40 grados. Un calor agudo, grave, esdrújulo, asfixia como un cielorraso de arena. Las espaldas, las frentes, los pechos, las muñecas transpiran. Las camisas se empapan bajo el sol de las 4 de la tarde.
Una pareja se da un beso casto, intentando no subir más la temperatura.
Una mujer sostiene a un chico de pocos meses. El nene expía las ganas de llorar que tiene todo el vagón. Chilla, se retuerce. Tiene calor. La madre juguetea con el celular.
Otro padre agita una remera para darles algo de viento a los 4 chicos que se amontonan alrededor de la madre, sobre su falda o en el cochecito doble.
En casa posiblemente no haya luz.

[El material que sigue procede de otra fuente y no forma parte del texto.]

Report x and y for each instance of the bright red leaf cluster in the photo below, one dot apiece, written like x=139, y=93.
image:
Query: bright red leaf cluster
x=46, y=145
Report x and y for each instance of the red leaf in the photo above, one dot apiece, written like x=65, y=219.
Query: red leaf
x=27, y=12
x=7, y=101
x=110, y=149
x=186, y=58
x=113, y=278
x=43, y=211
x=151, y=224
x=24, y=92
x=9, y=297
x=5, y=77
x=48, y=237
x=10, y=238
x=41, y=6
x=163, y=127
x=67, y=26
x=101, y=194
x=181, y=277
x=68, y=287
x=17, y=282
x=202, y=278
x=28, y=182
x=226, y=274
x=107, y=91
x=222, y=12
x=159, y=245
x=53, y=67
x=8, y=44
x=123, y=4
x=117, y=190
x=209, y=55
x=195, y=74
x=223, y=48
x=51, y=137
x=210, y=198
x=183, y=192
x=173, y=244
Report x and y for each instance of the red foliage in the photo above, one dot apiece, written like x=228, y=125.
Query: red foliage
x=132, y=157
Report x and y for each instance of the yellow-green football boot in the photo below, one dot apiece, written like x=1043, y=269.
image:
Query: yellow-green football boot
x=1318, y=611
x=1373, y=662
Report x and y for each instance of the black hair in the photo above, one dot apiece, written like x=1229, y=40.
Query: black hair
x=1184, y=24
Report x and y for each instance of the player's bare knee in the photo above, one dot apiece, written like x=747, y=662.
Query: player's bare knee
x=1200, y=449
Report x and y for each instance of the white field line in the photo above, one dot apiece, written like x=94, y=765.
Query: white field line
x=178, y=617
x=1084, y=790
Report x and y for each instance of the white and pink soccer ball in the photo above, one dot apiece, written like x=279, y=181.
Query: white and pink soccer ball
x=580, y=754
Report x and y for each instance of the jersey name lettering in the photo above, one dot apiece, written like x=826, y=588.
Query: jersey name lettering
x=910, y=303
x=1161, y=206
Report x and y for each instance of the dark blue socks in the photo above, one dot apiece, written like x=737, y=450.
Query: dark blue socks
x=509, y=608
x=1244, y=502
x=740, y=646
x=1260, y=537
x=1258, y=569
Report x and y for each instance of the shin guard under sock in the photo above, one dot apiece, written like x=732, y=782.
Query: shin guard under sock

Diciembre volvió a morder.
En medio de todo, un nene de unos 3 años sufre. Lo veo en sus ojos vidriosos, en sus sienes empapadas, en el puchero que se dibuja en su boca. Nadie lo abanica. Nadie le presta demasiada atención.
Ahora siento el olor a cerveza y veo que dos asientos más allá un hombre bebe de una lata. Mi estación parece alejarse a medida que el tren avanza.
Mientras el costado de mi camisa se humedece, me siento culpable.